Credit: Netflix/Marvel Television

Anche se Daredevil , Luke Cage e Iron Fist hanno visto i loro show cancellati da Netflix, potrebbero non apparire di nuovo in altri progetti o in eventuali reboot per i prossimi due anni a causa di una clausola nell’accordo originale del 2013 tra Walt Disney Company e Netflix, secondo Variety.

I personaggi che hanno debuttato negli show – così come gli stessi show – sono effettivamente messi fuori gioco da qualsiasi progetto che non sia Netflix per due anni dalla data della loro cancellazione.
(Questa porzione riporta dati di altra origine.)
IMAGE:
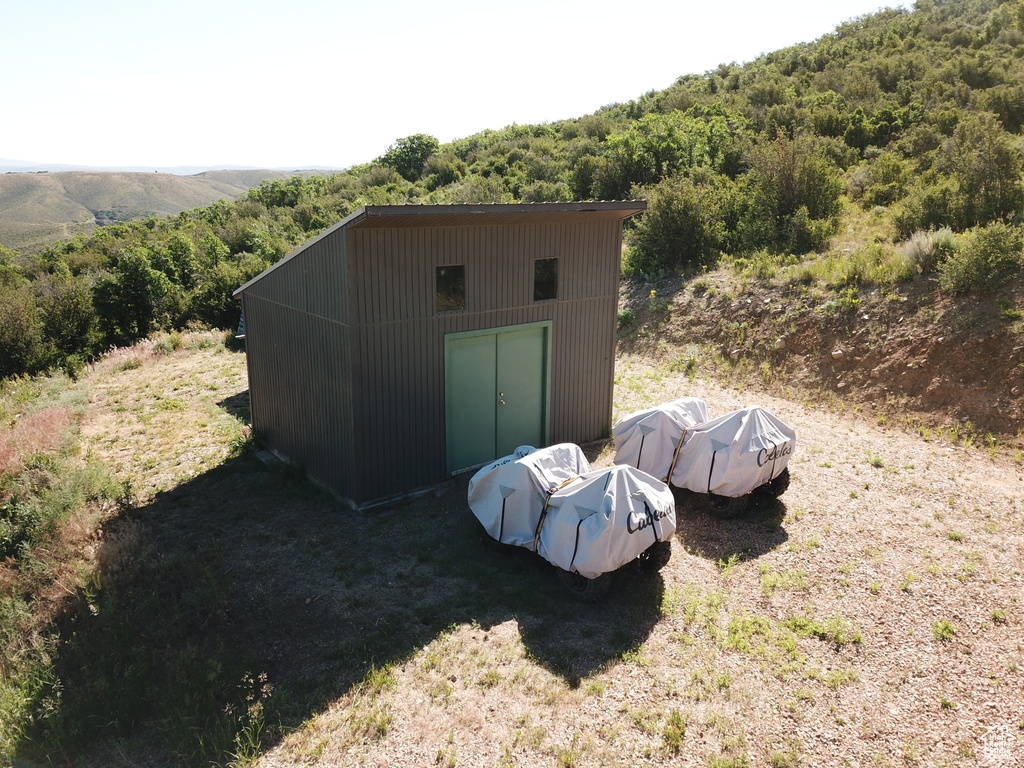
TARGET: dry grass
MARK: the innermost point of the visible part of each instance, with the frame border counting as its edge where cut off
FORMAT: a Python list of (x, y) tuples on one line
[(800, 635), (39, 432)]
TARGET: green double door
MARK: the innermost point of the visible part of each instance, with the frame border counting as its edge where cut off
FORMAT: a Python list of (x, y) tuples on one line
[(496, 392)]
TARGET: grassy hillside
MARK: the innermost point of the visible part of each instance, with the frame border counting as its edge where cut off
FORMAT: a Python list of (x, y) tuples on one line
[(38, 209), (225, 611)]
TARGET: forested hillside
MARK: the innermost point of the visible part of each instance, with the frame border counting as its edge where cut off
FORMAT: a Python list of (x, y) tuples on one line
[(914, 117), (39, 209)]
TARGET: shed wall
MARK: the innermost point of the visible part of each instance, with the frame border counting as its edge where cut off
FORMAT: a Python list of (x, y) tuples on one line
[(398, 337)]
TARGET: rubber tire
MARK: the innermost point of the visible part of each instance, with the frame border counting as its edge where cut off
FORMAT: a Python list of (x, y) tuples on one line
[(655, 556), (583, 589), (779, 484), (726, 507)]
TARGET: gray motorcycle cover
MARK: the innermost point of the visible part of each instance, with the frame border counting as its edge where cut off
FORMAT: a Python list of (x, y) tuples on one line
[(734, 454), (550, 501), (605, 519), (508, 495), (648, 439)]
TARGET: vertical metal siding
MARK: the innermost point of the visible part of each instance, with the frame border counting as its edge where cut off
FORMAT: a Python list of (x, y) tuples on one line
[(346, 351), (397, 337)]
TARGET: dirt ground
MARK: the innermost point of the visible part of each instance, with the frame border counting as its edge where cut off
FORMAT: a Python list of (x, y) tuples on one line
[(872, 616)]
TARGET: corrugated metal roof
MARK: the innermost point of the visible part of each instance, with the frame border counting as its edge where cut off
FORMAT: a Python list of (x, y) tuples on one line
[(469, 215)]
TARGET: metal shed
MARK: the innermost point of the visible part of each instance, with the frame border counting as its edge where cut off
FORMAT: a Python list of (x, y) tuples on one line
[(407, 343)]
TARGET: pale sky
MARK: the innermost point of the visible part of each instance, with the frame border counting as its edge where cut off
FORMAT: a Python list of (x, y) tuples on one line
[(322, 83)]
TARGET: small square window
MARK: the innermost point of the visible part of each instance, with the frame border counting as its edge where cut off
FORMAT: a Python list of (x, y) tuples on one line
[(545, 280), (451, 288)]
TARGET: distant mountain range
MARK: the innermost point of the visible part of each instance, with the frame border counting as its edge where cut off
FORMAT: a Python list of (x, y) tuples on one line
[(24, 166), (40, 207)]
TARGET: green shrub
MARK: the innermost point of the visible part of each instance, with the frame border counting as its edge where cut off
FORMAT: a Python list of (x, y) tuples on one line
[(988, 255)]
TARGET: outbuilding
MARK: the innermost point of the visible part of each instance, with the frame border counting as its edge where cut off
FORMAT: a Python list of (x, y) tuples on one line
[(408, 343)]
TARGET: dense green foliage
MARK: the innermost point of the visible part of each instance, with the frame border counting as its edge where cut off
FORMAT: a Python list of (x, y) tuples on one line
[(916, 115)]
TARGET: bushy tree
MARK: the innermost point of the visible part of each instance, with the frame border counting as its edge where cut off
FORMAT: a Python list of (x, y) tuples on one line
[(129, 301), (985, 258), (688, 222), (409, 156), (20, 334), (795, 197), (69, 318), (987, 168)]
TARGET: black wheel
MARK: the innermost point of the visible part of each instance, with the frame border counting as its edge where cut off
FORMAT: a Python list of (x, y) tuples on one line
[(655, 556), (725, 506), (778, 484), (588, 590)]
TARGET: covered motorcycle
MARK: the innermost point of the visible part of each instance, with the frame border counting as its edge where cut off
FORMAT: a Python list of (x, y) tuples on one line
[(724, 459), (649, 439), (586, 522)]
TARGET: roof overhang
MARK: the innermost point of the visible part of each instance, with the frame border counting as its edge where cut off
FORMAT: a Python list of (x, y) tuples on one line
[(485, 214)]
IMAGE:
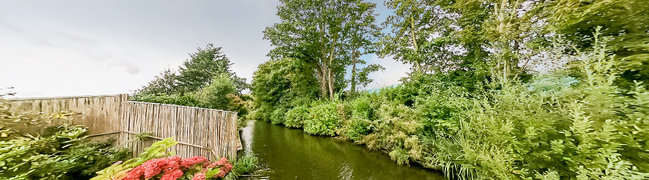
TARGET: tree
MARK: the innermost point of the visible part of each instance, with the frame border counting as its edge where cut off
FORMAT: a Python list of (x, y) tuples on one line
[(318, 32), (626, 22), (195, 73), (218, 94), (283, 83), (163, 83)]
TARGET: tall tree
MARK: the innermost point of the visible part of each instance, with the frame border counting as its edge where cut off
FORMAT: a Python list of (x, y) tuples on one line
[(363, 34), (194, 74), (317, 32)]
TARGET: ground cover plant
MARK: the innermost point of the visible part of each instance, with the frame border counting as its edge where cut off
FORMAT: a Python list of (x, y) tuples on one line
[(156, 162), (57, 152), (502, 90)]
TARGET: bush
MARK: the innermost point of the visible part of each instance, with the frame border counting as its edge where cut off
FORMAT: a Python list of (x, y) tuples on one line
[(60, 153), (295, 117), (177, 99), (323, 119), (246, 164), (278, 116)]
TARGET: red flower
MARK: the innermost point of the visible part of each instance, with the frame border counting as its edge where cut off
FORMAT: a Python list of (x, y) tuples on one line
[(199, 176), (173, 175), (134, 174), (189, 162), (172, 168)]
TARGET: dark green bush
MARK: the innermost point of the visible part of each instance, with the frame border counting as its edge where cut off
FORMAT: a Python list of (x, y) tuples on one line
[(246, 164), (177, 99), (278, 116), (295, 117), (323, 119), (60, 153)]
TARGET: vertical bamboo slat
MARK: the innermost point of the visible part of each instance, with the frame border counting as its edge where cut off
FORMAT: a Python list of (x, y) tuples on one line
[(200, 132)]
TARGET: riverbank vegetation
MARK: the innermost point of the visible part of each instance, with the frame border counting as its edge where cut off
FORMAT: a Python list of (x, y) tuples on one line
[(205, 80), (498, 89), (56, 152)]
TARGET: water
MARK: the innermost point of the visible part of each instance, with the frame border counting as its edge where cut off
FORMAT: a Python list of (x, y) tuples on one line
[(292, 154)]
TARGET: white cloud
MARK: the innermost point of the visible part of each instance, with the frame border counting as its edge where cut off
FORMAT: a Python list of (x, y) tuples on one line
[(393, 72)]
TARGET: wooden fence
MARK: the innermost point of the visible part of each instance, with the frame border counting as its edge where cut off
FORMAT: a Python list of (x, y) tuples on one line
[(200, 132)]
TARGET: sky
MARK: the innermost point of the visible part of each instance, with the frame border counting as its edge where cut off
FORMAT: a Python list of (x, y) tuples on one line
[(92, 47)]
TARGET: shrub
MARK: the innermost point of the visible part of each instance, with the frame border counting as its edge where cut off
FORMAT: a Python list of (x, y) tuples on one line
[(60, 153), (246, 164), (323, 119), (295, 117), (278, 116), (177, 99)]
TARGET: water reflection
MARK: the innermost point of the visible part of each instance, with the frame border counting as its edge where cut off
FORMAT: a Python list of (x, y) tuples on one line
[(292, 154)]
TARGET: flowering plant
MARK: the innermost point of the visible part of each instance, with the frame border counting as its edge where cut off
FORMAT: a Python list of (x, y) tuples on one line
[(172, 168)]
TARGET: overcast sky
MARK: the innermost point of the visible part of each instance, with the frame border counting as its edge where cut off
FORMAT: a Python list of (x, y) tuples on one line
[(91, 47)]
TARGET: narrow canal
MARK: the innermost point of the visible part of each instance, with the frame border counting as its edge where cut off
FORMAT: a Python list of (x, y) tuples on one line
[(291, 154)]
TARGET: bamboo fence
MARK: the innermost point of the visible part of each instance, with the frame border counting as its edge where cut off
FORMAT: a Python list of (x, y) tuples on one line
[(199, 131)]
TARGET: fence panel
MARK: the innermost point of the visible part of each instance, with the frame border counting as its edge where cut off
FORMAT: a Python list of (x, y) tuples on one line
[(200, 132)]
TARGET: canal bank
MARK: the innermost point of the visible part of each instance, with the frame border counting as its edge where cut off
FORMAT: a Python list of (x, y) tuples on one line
[(291, 154)]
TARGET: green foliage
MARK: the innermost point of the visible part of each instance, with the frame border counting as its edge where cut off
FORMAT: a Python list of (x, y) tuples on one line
[(245, 164), (218, 94), (474, 107), (278, 116), (203, 81), (296, 117), (282, 83), (119, 170), (60, 153), (323, 119), (327, 36), (362, 111), (195, 73), (177, 99)]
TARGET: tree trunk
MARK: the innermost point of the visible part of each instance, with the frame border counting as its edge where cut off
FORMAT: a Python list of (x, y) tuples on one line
[(353, 89), (322, 79), (414, 42)]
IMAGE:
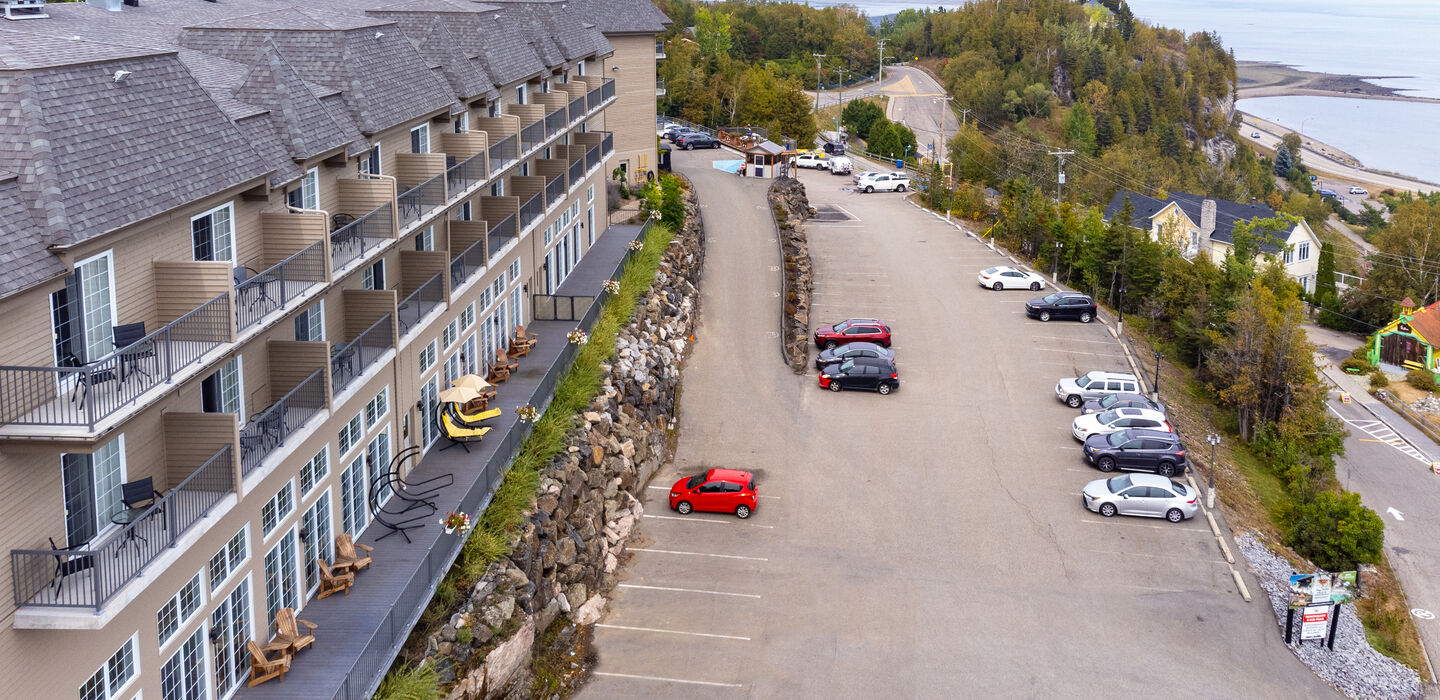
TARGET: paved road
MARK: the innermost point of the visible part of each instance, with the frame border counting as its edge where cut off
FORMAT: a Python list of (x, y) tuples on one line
[(929, 543)]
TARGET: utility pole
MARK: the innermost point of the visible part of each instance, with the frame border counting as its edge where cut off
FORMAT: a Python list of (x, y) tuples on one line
[(1060, 169)]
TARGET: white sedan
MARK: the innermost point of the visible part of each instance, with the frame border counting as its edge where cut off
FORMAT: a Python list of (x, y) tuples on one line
[(1118, 419), (1011, 278)]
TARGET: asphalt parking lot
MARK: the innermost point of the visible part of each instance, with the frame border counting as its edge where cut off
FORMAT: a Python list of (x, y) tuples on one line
[(929, 543)]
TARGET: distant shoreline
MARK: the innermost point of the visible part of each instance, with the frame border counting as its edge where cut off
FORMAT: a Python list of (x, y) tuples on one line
[(1259, 78)]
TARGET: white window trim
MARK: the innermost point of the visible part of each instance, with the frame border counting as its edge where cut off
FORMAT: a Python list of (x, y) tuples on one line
[(235, 242)]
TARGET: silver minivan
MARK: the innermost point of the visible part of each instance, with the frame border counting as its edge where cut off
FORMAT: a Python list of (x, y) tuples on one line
[(1095, 385)]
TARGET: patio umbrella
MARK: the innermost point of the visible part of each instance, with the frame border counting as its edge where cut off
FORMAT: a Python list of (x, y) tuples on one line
[(471, 382), (458, 395)]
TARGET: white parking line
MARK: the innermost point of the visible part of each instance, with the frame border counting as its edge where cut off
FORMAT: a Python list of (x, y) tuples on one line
[(671, 631), (703, 553), (668, 680), (689, 591)]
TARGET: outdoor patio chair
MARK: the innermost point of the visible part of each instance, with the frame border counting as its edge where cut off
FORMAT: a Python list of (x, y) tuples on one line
[(287, 631), (347, 558), (331, 582), (262, 667)]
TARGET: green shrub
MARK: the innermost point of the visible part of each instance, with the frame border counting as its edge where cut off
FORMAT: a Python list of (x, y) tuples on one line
[(1422, 379), (1334, 530)]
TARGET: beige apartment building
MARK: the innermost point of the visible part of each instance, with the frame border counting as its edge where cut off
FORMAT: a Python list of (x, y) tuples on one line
[(244, 244)]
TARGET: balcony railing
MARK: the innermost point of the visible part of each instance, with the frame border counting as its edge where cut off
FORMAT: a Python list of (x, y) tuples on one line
[(555, 123), (88, 578), (350, 360), (553, 190), (467, 264), (532, 211), (87, 395), (465, 173), (532, 134), (419, 303), (503, 153), (270, 429), (419, 200), (353, 239), (275, 287), (501, 234)]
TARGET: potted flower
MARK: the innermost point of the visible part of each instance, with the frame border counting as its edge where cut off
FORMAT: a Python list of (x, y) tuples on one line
[(454, 522)]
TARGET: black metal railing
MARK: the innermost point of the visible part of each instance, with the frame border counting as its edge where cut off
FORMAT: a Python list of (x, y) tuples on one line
[(272, 288), (532, 211), (419, 200), (88, 578), (90, 393), (467, 264), (350, 360), (270, 428), (353, 239), (419, 303), (503, 153), (501, 234)]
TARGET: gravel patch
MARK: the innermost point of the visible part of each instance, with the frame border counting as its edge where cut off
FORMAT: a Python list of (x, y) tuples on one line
[(1354, 667)]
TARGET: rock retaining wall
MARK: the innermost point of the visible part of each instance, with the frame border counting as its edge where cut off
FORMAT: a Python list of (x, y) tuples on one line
[(563, 562), (791, 208)]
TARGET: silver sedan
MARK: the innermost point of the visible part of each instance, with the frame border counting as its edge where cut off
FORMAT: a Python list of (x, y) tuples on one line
[(1141, 494)]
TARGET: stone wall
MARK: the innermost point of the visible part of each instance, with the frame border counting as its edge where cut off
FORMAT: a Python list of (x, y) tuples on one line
[(791, 208), (563, 562)]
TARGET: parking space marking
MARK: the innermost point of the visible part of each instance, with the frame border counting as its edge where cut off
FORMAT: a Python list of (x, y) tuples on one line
[(687, 591), (702, 553), (661, 679), (706, 520), (671, 631)]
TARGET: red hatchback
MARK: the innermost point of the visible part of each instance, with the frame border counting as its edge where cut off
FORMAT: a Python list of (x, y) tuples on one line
[(853, 330), (716, 491)]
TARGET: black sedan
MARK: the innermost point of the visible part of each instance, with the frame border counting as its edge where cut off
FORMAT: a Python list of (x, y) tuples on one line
[(1062, 306), (690, 141), (838, 355)]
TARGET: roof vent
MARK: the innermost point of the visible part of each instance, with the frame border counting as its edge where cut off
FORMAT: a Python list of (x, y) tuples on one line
[(23, 9)]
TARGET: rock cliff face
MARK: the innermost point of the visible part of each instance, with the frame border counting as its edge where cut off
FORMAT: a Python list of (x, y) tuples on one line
[(563, 561), (791, 209)]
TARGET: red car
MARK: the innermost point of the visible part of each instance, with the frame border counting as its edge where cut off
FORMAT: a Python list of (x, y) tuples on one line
[(716, 491), (853, 330)]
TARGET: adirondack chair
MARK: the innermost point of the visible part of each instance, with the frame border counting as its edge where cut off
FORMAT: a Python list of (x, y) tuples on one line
[(346, 556), (262, 667), (287, 631), (331, 582)]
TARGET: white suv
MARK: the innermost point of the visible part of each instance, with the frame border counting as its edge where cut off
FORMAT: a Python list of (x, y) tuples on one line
[(884, 182)]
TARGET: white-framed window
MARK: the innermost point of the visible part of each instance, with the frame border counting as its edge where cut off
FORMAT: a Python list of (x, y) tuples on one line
[(275, 509), (350, 435), (314, 471), (92, 490), (373, 277), (370, 162), (212, 234), (223, 391), (183, 677), (307, 193), (281, 578), (177, 609), (114, 676), (231, 628), (310, 324), (378, 408), (229, 559)]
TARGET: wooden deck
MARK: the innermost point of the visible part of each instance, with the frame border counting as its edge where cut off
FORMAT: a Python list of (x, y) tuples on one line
[(360, 634)]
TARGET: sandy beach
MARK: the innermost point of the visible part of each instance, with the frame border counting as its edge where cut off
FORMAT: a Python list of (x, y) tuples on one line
[(1259, 79)]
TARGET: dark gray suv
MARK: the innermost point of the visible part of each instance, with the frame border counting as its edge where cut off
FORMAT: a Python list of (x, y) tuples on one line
[(1136, 450)]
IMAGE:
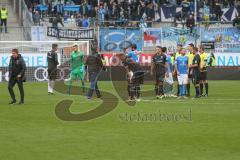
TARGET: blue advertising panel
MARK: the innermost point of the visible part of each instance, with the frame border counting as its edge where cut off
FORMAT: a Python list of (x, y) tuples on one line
[(115, 40)]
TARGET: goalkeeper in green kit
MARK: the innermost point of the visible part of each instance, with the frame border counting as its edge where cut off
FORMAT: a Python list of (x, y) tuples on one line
[(77, 67)]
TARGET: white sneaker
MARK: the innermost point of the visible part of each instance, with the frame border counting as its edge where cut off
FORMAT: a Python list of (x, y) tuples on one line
[(161, 97), (179, 97), (173, 96)]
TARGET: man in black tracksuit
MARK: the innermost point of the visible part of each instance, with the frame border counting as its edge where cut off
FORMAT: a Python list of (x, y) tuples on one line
[(52, 59), (135, 80), (94, 66), (17, 68)]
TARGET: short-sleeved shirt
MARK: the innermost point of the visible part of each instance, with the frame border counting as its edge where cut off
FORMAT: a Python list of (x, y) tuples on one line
[(182, 64), (77, 61), (196, 60), (190, 58), (169, 61), (203, 64), (134, 56), (159, 61)]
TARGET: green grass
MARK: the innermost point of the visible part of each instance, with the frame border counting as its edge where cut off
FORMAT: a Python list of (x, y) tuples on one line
[(33, 131)]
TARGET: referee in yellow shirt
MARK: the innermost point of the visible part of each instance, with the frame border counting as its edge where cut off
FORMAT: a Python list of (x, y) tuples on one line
[(203, 72), (190, 60)]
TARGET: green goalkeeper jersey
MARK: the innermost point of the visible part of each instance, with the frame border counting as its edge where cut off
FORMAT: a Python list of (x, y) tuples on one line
[(77, 62)]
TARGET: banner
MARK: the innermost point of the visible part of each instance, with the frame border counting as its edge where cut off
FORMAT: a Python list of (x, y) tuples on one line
[(37, 74), (152, 37), (80, 34), (113, 60), (169, 37), (227, 40), (118, 39)]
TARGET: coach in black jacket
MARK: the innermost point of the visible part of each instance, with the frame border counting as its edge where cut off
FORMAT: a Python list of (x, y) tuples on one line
[(17, 68), (52, 59)]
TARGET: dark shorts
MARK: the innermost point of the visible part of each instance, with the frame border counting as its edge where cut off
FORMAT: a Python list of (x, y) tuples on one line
[(52, 74), (203, 76)]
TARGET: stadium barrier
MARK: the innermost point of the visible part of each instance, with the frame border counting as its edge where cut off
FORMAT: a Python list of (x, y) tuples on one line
[(24, 17), (118, 73)]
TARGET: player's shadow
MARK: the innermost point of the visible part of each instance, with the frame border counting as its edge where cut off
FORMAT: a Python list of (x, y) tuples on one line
[(62, 110)]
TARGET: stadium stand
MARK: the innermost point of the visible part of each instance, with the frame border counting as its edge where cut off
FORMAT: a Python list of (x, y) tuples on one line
[(15, 32)]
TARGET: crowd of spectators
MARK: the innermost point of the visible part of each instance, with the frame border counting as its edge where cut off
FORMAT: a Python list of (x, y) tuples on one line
[(122, 11)]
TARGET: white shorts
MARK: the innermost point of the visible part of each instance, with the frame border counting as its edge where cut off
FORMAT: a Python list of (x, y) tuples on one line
[(182, 79), (169, 79)]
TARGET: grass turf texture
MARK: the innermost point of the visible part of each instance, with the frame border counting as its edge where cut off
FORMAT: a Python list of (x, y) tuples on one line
[(33, 131)]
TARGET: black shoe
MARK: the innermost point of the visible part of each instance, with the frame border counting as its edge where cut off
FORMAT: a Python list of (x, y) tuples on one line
[(21, 102), (12, 102)]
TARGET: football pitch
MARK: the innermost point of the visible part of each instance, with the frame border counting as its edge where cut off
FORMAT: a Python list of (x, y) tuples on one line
[(168, 129)]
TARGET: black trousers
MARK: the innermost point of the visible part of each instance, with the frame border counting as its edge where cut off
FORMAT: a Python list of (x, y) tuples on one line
[(11, 84), (3, 23)]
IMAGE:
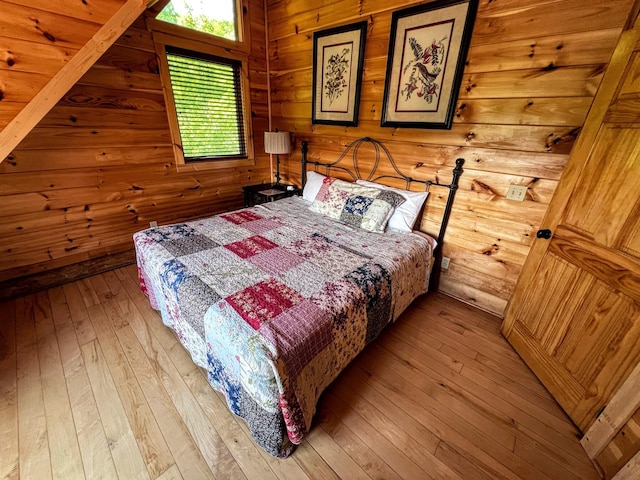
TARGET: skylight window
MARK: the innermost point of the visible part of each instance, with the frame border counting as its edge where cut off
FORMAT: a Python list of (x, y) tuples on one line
[(215, 17)]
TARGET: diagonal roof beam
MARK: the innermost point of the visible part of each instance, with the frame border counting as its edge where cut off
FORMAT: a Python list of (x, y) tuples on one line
[(68, 75)]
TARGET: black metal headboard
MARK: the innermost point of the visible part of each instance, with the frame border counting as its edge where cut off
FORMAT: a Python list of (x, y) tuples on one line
[(355, 174)]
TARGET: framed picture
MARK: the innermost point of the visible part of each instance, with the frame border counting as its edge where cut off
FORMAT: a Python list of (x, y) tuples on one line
[(338, 60), (427, 51)]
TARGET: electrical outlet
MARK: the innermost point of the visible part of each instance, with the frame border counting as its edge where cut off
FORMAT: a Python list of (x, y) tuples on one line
[(517, 193)]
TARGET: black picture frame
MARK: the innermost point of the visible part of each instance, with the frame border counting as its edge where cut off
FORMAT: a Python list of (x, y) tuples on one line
[(428, 47), (338, 62)]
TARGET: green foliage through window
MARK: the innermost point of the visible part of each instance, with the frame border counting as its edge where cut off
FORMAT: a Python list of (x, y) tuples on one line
[(216, 17), (208, 99)]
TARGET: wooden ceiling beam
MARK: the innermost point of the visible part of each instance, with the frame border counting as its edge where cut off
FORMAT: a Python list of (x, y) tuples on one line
[(69, 74)]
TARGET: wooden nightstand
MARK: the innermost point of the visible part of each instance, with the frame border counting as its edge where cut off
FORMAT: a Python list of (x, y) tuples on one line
[(268, 192)]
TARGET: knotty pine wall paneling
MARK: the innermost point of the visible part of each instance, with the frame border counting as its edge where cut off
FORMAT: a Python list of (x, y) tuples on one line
[(532, 71), (37, 38), (100, 165)]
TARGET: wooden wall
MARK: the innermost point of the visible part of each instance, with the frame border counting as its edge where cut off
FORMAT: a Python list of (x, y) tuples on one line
[(100, 165), (532, 71), (37, 38)]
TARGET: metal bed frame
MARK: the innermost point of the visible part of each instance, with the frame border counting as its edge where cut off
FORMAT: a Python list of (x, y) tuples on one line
[(355, 175)]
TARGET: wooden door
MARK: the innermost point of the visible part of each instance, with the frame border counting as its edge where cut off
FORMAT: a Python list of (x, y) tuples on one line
[(575, 314)]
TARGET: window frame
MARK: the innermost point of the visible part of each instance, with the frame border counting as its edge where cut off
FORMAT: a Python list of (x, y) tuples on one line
[(167, 34)]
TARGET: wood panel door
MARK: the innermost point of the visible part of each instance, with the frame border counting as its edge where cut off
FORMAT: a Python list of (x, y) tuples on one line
[(575, 314)]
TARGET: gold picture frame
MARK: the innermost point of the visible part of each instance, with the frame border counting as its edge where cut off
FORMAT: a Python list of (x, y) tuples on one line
[(338, 61), (428, 47)]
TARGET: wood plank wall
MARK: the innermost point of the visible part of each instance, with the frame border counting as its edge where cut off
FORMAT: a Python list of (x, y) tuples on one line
[(532, 71), (37, 38), (100, 165)]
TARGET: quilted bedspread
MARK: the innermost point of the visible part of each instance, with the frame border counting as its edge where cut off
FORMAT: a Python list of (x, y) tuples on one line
[(275, 300)]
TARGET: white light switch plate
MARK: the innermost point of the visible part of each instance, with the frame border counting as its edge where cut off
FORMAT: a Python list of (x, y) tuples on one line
[(516, 192)]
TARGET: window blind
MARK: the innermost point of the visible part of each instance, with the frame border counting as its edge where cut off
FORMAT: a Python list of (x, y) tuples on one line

Se facessimo qualche conto con le date in cui sono state annunciate le loro cancellazioni, queste clausole scadrebbero il 15 ottobre 2020 per Iron Fist , il 22 ottobre 2020 per Luke Cage e il 29 novembre 2020 per Daredevil .

Questa clausola, però, non sembra impedire agli attori di apparire in altri progetti Marvel che non siano Netflix; sia Stan Lee che Alfre Woodard sono apparsi come personaggi in entrambi gli show, Netflix e Marvel Studios.

The Punisher – la cui seconda stagione è prevista per gennaio – non faceva parte dell’accordo iniziale Marvel / Netflix quindi non dovrebbe essere soggetto a queste clausole. Tuttavia, dal momento che The Punisher ha visto il suo debutto proprio nello show Daredevil, questi limiti contrattuali sono ancora poco chiari.


L’accordo iniziale tra Marvel e Netflix è stato annunciato nell’ottobre 2013, con il loro programma di punta – Daredevil – che debuttò nell’aprile 2015.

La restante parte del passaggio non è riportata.